Then there is the question of originality. I've heard it described as Dances with Smurfs, though not having seen Dances with Wolves I'm not well placed to comment (if there's any similarity I think I'd rather gnaw off my own arm that watch that too). My colleague Andrew Puglsey has compared it to Ferngully: The Last Rainforest. The giant exoskeletons some of the troops wear look awfully familiar from Aliens and the Matrix sequels. Speaking of sequels, it's left more than open for one. That said, at the end one niggling doubt does remain - given the value of the mineral and the primitive nature of the Na'vi's weapons, it would surely be pretty simply to get together a force of sufficient scale to wipe them out with ease. Something which, if you think about it, makes the victory they score seem at best shaky and at worst implausible.

In fairness to the film, there is the odd interesting moment, such as when Sully first arrives and emerges from hibernation - the ship he is on looks interesting, but we see it for only a few seconds. Similarly, one can't help wondering what has happened to earth, so it's a pity Cameron doesn't show us.

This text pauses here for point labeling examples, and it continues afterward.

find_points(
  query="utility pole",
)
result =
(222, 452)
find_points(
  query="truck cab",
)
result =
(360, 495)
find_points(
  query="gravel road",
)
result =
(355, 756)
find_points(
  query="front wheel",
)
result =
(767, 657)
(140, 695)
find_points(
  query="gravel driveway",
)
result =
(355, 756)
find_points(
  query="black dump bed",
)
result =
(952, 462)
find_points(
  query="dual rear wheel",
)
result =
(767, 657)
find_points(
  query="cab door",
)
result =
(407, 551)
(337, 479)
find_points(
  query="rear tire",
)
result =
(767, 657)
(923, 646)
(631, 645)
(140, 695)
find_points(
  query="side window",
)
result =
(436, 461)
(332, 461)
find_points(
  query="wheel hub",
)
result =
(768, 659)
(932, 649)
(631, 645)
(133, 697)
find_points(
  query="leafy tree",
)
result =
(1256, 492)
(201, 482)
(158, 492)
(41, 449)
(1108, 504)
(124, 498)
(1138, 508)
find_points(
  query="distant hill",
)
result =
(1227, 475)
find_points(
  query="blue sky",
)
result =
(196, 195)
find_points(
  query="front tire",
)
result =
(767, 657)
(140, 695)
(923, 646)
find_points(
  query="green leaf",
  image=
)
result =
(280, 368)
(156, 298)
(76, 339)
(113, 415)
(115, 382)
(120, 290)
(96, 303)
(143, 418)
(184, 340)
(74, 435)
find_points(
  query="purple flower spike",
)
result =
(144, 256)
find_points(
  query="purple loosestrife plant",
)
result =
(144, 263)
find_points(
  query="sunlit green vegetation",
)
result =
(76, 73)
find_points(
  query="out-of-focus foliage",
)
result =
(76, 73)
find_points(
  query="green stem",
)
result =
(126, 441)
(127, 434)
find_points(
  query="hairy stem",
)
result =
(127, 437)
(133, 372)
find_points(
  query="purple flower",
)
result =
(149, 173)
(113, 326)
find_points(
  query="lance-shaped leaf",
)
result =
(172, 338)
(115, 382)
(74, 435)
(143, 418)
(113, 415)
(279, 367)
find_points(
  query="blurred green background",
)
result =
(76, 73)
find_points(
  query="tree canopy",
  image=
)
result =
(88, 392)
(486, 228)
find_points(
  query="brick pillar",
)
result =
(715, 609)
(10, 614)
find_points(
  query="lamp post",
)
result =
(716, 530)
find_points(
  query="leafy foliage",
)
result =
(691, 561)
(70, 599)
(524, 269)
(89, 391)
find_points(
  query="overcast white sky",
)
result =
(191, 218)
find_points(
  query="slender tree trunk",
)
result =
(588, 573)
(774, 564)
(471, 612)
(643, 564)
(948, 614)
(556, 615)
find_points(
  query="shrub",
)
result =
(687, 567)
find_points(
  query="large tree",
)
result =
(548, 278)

In summary, Cameron and Fox have already made a distressingly vast amount of money out of this trash. Please, I beg you, do not add further to it. It will only encourage them to make another.

2 comments:

Derek said...

Covers many of the reasons why I haven't put my hand in my pocket to go and see this. Despite it being the biggest box-office hit forever and ever, I am still to meet someone who actually saw it in the cinema!

If there was one good thing out of Dances With Wolves, it was Mary McDonnell. She wasn't anything special in the film, put helped us get BSG ;)

colin z robertson said...

The pedant in me (I'm sure you'll understand) feels compelled to point out that Alien was directed by Ridley Scott. James Cameron only came in on Aliens. While I do enjoy Aliens, I have to admit that it's by far the less subtle of the two.